You need to get RID of the pulldown that has been applied to the one that runs at 29.97 fps.
Film is shot at 24 frames per second. NTSC video (US standard definition - in other words, this is what's on DVDs) is 59.94 fields per second, or 29.97 frames per second.
In order to get 24fps film to match 29.97fps video, it's first slowed down ever so slightly to 23.976 frames per second. This is pretty much an imperceptible difference that no one ever notices, though some Blu-Ray players are now capable of displaying true 24fps content. Anyway, that part is usually not an issue at all, as when 24fps material is digitized, it's almost always digitized at 23.976 from the get-go.

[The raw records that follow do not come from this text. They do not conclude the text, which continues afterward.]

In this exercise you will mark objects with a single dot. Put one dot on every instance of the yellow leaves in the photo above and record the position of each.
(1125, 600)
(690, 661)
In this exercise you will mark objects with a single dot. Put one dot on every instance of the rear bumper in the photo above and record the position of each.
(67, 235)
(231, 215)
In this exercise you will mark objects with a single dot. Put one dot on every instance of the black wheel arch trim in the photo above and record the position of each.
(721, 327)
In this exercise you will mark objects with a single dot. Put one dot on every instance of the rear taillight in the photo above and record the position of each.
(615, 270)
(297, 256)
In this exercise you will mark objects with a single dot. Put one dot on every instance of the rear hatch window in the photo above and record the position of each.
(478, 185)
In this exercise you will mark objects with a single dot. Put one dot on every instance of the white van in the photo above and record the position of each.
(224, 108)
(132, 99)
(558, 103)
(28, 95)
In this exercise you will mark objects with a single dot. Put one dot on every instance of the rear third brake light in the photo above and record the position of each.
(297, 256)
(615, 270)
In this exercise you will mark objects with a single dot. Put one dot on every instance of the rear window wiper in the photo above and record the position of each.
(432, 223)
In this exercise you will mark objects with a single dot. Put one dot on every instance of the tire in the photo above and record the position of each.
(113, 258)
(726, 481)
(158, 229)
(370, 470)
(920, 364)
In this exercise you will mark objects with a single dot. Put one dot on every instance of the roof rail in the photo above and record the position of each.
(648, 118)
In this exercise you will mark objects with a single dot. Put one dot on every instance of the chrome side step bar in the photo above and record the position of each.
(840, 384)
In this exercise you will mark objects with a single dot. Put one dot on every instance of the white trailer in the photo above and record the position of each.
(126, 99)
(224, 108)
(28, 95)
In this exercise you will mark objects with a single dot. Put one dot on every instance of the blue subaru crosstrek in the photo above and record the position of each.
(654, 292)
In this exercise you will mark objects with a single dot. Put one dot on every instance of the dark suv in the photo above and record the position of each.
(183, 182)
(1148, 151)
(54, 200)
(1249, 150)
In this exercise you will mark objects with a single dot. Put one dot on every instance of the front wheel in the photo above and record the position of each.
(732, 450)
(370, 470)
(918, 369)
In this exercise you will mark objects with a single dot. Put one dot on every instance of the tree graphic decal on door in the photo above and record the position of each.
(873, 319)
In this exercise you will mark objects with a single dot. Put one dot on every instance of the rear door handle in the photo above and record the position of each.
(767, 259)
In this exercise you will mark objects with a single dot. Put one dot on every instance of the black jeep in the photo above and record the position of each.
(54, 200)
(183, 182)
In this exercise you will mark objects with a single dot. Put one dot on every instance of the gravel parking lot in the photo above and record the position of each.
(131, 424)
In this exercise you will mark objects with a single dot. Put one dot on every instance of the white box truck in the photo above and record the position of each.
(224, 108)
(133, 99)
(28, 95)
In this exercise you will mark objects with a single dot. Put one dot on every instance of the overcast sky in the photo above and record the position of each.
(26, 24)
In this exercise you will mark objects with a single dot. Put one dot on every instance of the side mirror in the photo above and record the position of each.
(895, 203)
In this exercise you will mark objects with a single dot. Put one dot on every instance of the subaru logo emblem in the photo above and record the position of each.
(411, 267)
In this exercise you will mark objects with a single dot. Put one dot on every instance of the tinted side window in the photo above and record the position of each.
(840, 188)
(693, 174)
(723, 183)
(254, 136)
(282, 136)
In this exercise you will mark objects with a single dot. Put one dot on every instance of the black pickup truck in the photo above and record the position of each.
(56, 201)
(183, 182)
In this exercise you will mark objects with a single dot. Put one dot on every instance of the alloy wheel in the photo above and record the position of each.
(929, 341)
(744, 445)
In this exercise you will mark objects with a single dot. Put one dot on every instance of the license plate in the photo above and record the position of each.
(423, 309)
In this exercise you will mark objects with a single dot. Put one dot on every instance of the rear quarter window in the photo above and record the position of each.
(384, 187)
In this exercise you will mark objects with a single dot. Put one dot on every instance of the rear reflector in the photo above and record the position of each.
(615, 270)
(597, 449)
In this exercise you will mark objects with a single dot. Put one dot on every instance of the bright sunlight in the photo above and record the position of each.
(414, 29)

To get from 23.976 to 29.97, you undergo a process called "3:2 pulldown" (or 2:3 pulldown, but my film school profs have always used the two terms interchangeably). Basically, this takes each full frame, splits them into individual fields, and distributes each field across the frames of video.
Basically, in order to edit with the 29.97 material, you need to undo this process so you have 23.976 full frames per second to work with.

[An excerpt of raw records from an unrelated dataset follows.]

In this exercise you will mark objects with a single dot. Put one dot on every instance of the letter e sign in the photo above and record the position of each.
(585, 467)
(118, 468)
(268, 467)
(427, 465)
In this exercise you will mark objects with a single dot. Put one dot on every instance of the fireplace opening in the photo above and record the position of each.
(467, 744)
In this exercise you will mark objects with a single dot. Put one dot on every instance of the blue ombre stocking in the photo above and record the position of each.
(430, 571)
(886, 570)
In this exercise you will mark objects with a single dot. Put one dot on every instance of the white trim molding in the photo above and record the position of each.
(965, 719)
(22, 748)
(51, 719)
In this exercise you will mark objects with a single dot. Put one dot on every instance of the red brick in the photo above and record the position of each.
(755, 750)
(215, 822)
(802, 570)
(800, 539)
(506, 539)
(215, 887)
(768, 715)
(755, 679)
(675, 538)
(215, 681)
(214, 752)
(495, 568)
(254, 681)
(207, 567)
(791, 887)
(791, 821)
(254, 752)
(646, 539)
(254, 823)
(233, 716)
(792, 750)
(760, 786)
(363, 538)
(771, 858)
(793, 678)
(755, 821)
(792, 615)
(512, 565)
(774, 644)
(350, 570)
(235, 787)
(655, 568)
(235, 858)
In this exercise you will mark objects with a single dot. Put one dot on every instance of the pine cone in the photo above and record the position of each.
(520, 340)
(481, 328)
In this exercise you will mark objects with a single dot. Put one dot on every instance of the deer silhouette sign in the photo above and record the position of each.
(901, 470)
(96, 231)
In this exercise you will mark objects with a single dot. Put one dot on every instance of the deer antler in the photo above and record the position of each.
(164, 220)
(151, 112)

--COMPLICATED TECHNICAL STUFF BELOW; SORRY IF THIS IS TOO COMPLICATED, IT'S HARD TO EXPLAIN IN TEXT FORM---
This is an issue in editing because to apply 2:3 pulldown, this is what happens:
FILM FRAMES: A B C D
Each of these four frames will be split into two fields - that means that every other line of information is on a different field (so line 1 is on field 1, line 2 is on field 2, line 3 is on field 1, line 4 is on field 2, and so on - this is interlaced, whereas all lines containing all the picture information of a frame is progressive). So now you have eight fields from four frames - A1, A2, B1, B2, C1, C2, D1.
To get this into a format that can be played at interlaced 29.97fps, the fields are blended together. This is where the process (2:3) gets its name, as this is what you end up with:
VIDEO FRAMES: A1/A2 B1/B2 B1/C1 C2/D1 D2/D1
So that turns 4 frames into 5 frames. Video frame 1 is two fields of film frame A; video frame 2 is two fields of film frame B; video frame 3 is one field of film frame B and one field of film frame C; VF 4 is one field of FF C and one of FF D; and VF 5 is two fields of FF D.

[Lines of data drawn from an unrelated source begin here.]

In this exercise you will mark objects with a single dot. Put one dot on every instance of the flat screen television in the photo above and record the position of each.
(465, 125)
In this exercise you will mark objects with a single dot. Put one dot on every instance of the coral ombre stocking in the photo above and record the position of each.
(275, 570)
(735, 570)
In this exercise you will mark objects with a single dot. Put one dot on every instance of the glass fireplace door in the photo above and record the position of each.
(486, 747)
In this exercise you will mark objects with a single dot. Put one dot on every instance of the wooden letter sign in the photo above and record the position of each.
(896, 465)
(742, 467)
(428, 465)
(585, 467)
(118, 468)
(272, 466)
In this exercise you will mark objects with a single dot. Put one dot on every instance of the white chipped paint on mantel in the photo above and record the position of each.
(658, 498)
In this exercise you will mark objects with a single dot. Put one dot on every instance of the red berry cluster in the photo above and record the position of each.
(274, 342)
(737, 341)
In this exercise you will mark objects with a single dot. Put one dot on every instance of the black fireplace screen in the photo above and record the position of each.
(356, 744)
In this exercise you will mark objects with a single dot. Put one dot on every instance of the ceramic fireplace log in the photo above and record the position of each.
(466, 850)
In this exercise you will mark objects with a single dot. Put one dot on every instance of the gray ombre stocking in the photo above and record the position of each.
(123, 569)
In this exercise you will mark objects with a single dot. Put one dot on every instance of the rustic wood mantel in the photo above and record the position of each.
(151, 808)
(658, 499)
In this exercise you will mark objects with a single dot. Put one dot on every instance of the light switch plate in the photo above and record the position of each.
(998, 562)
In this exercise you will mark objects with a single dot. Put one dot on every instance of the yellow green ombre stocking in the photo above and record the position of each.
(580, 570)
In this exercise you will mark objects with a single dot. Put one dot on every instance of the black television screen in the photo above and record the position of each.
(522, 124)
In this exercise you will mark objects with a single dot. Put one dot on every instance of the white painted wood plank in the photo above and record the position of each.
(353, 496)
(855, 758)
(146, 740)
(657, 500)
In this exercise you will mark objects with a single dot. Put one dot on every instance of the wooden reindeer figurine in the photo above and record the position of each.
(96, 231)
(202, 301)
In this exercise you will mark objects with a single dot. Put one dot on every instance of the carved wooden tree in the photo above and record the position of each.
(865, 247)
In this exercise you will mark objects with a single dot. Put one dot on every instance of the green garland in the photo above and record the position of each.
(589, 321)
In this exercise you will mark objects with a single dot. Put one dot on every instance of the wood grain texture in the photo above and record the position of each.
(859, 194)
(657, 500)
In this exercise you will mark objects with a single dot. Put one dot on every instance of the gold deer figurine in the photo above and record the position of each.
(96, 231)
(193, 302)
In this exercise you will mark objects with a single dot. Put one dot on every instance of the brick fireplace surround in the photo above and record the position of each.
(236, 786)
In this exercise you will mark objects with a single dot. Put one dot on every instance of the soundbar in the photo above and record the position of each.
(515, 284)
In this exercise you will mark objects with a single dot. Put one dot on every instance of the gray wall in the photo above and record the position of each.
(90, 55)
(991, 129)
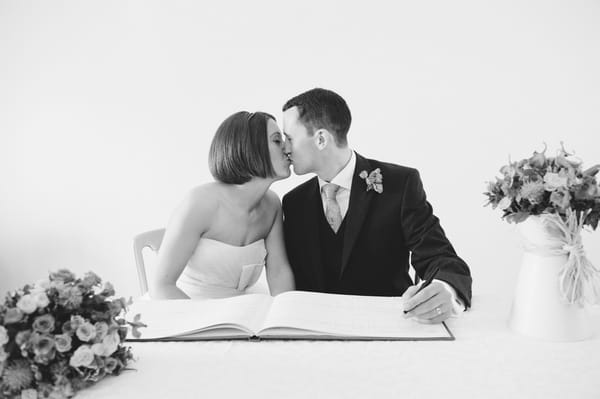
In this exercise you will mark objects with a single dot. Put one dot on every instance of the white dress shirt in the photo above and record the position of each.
(344, 180)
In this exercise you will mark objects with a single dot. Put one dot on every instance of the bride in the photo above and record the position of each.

(Note that video frame 5 might actually be D1/D2, I don't remember. Likewise, video frame 3 might be B2/C1.)
As you can see, this shows as a cadence of 2 fields, then 3 fields, then 2 fields, then 3 fields ... 2:3:2:3.
The reason this has to be reversed is film frame C. It's split across two video frames, and needs to be recovered. If you cut after video frames 3 or 4, what's the end of your shot? Frame B? Frame C? Frame D? These frames need to be recovered from the 2:3 pulldown cadence so you can work with them and not worry about splitting fields when you edit.
There are many different ways to do this, but since I've never used Vegas, I don't know how to help you out in this situation. I'm sure someone else will. I just thought you'd like to know why the framerates are different, and which one is the one you should go with.